A single lens turns the image upside-down. By the same token another lens, a suitable distance behind it, would turn it the right way up again. The combination is used in an instrument called a Keplerian telescope. The equivalent effect can be achieved in a single complex lens, using fancy gradations of refractive index. As we have seen, living lenses, unlike man-made ones, are good at achieving gradations of refractive index. This method of simulating the effect of a Keplerian telescope is used by mayflies, lacewings, beetles, moths, caddises and members of five different groups of crustaceans. The distance of their cousinship suggests that at least several of these groups evolved the same Keplerian trick independently of one another. An equivalent trick is pulled by three groups of crustaceans, using mirrors. Two of these three groups also contain members that {187} do the lens trick. Indeed, if you look at which animal groups have adopted which of the several different kinds of compound eye, you notice a fascinating thing. The different solutions to problems pop up here, there and everywhere, suggesting, yet again, that
they evolve rapidly and at the drop of a hat.

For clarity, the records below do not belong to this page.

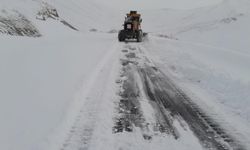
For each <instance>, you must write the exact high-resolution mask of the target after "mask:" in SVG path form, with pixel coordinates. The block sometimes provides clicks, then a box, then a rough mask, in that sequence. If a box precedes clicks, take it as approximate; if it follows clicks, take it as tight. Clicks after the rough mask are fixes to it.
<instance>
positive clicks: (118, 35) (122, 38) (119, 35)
mask: <svg viewBox="0 0 250 150" xmlns="http://www.w3.org/2000/svg"><path fill="white" fill-rule="evenodd" d="M118 40H119V41H120V42H124V41H125V33H124V32H123V30H121V31H120V32H119V34H118Z"/></svg>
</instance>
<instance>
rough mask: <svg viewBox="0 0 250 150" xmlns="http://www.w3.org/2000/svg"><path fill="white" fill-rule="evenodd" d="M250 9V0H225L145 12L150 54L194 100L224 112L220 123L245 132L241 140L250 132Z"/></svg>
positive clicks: (145, 26)
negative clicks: (155, 16)
mask: <svg viewBox="0 0 250 150" xmlns="http://www.w3.org/2000/svg"><path fill="white" fill-rule="evenodd" d="M249 8H250V3H249V1H245V0H239V1H233V0H224V1H223V2H222V3H219V4H216V5H214V6H209V7H203V8H198V9H194V10H178V11H177V10H171V9H164V10H157V11H152V10H151V11H145V13H144V15H145V16H144V23H145V24H144V27H145V28H146V29H147V30H148V31H149V32H151V38H150V40H149V43H150V44H149V43H146V46H145V47H148V50H149V53H150V54H151V55H154V56H155V60H156V61H157V62H158V64H159V65H160V66H161V67H162V68H165V69H164V70H165V71H166V73H167V74H172V77H173V78H174V79H175V81H176V82H179V84H180V85H181V86H183V87H185V88H184V89H186V91H187V93H191V94H190V95H196V96H197V97H198V99H200V100H203V101H202V102H201V101H198V102H201V103H205V104H206V105H205V108H208V109H207V111H208V113H211V115H214V114H224V115H222V116H224V117H222V118H224V119H225V120H227V121H228V122H227V123H224V124H227V125H229V126H230V125H231V127H229V130H233V127H235V128H236V129H235V131H237V132H240V133H241V134H239V135H242V134H243V135H244V136H243V138H242V137H241V139H244V140H246V141H245V143H249V138H248V135H249V134H250V129H249V126H250V120H249V118H250V116H249V114H250V111H249V109H248V108H249V104H250V103H249V99H250V95H249V91H250V89H249V81H250V71H249V65H250V61H249V60H250V55H249V47H250V43H249V41H250V34H249V33H250V28H249V26H250V13H249ZM155 16H158V17H157V19H156V18H155ZM151 20H154V23H150V21H151ZM225 116H226V117H225ZM218 120H221V119H218ZM222 120H223V119H222ZM227 125H226V126H227ZM232 126H233V127H232Z"/></svg>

'Neural superposition or ‘wired-up superposition has evolved in the large and important group of two-winged insects, the flies (fireflies, by the way, such as those mentioned in Figure 5.26, are not flies at all, but beetles). A similar system occurs in water boatmen, where it seems to have evolved — yet again — independently. Neural superposition is fiendishly cunning. In a way it shouldn't be called superposition at all, because the ommatidia are isolated tubes just as in apposition eyes. But they achieve a superposition-like effect by ingenious wiring of nerve cells behind the ommatidia. Here's how. You'll remember that the ‘retina’ of a single ommatidium is made up of about half a dozen photocells. In ordinary apposition eyes, the firing of all six photocells is simply added together, which is why I put ‘retina’ in quotation marks: all photons that shoot down the tube are counted, regardless of which photocell they hit. The only point of having several photocells is to increase the total sensitivity to light. This is why it doesn't matter that the tiny image at the bottom of an apposition ommatidium is technically upside-down.